Background Sciatica is a debilitating condition characterized by pain radiating along the sciatic nerve, often manifesting due to underlying neuroinflammatory processes. Understanding the molecular mechanisms linking neuroinflammation to sciatica is essential for developing targeted therapeutic interventions. Recent studies have suggested that specific neuroinflammatory genes may play a pivotal role in the pathophysiology of sciatica, offering a potential avenue for understanding this condition. Methods This study aimed to elucidate the contributions of neuroinflammatory genes to the development of sciatica. We used publicly available datasets GSE124272 and GSE150408 from the Gene Expression Omnibus (GEO) database of the National Center for Biotechnology Information. By thoroughly analyzing the expression matrices, we identified differentially expressed genes (DEGs) linked to neuro-inflammatory pathways. Functional annotation was performed using Gene Ontology (GO) analysis and Gene Set Enrichment Analysis (GSEA). To enhance predictive modeling, we employed Least Absolute Shrinkage and Selection Operator (LASSO) regression and Support Vector Machine Recursive Feature Elimination (SVM-RFE) methods to assess neuroinflammatory gene expression. Lastly, we employed quantitative real-time PCR (qRT-PCR) to validate our results. Results The analysis revealed that the identified DEGs are significantly enriched in multiple biological pathways relevant to neuroinflammatory responses in patients with sciatica.

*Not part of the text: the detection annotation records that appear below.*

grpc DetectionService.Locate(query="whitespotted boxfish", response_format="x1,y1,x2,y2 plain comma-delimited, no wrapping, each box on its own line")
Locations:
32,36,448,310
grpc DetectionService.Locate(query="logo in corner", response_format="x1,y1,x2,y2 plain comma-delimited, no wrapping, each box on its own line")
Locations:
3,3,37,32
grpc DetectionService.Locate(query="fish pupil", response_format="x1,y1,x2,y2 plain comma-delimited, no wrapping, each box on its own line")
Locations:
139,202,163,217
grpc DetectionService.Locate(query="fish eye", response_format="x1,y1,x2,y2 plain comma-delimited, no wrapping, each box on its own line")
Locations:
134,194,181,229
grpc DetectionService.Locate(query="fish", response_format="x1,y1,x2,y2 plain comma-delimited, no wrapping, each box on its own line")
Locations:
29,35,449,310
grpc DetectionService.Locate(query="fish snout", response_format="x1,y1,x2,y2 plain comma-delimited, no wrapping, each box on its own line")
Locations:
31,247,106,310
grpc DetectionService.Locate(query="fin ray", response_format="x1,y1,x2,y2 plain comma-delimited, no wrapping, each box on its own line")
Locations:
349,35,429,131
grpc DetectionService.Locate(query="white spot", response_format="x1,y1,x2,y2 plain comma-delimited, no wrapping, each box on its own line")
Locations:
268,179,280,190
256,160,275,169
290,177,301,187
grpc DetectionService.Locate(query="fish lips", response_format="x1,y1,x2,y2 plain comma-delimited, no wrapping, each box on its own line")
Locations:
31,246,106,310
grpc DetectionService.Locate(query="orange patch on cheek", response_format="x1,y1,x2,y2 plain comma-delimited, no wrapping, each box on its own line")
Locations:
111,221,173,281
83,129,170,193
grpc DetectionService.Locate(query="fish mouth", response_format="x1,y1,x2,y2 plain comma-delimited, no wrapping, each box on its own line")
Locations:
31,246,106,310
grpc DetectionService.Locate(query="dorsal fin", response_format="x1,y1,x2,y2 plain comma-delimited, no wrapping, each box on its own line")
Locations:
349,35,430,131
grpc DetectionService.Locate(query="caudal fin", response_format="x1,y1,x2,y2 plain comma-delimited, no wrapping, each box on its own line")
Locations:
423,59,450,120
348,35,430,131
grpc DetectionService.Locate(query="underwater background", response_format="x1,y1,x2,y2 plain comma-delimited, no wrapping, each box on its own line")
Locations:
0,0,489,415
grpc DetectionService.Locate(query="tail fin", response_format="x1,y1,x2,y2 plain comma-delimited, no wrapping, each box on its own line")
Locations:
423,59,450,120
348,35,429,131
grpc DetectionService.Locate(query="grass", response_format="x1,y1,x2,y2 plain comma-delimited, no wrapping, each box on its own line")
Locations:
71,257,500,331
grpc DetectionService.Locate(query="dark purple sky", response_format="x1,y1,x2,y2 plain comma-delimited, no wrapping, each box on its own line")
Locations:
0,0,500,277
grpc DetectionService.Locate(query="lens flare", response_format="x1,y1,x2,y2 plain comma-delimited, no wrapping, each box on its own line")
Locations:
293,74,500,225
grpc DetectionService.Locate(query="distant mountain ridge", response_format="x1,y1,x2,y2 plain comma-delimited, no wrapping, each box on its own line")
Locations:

Notably, LASSO regression and SVM techniques identified four key neuroinflammatory genes: KLRK1, LRRK2, NLRP3, and PLG. A bar graph was generated to illustrate the predictive weights of these genes concerning sciatica risk, further complemented by immune cell composition analysis via CIBERSORTx, which underscored significant correlations between these genes and the abundance of various immune cell types in affected individuals. Conclusion Our findings substantiate the critical roles of KLRK1, LRRK2, NLRP3, and PLG in the neuroinflammation-associated pathogenesis of sciatica, providing pivotal insights into the biological underpinnings of this condition. These neuroinflammatory genes serve as promising targets for advancing therapeutic strategies for sciatica management.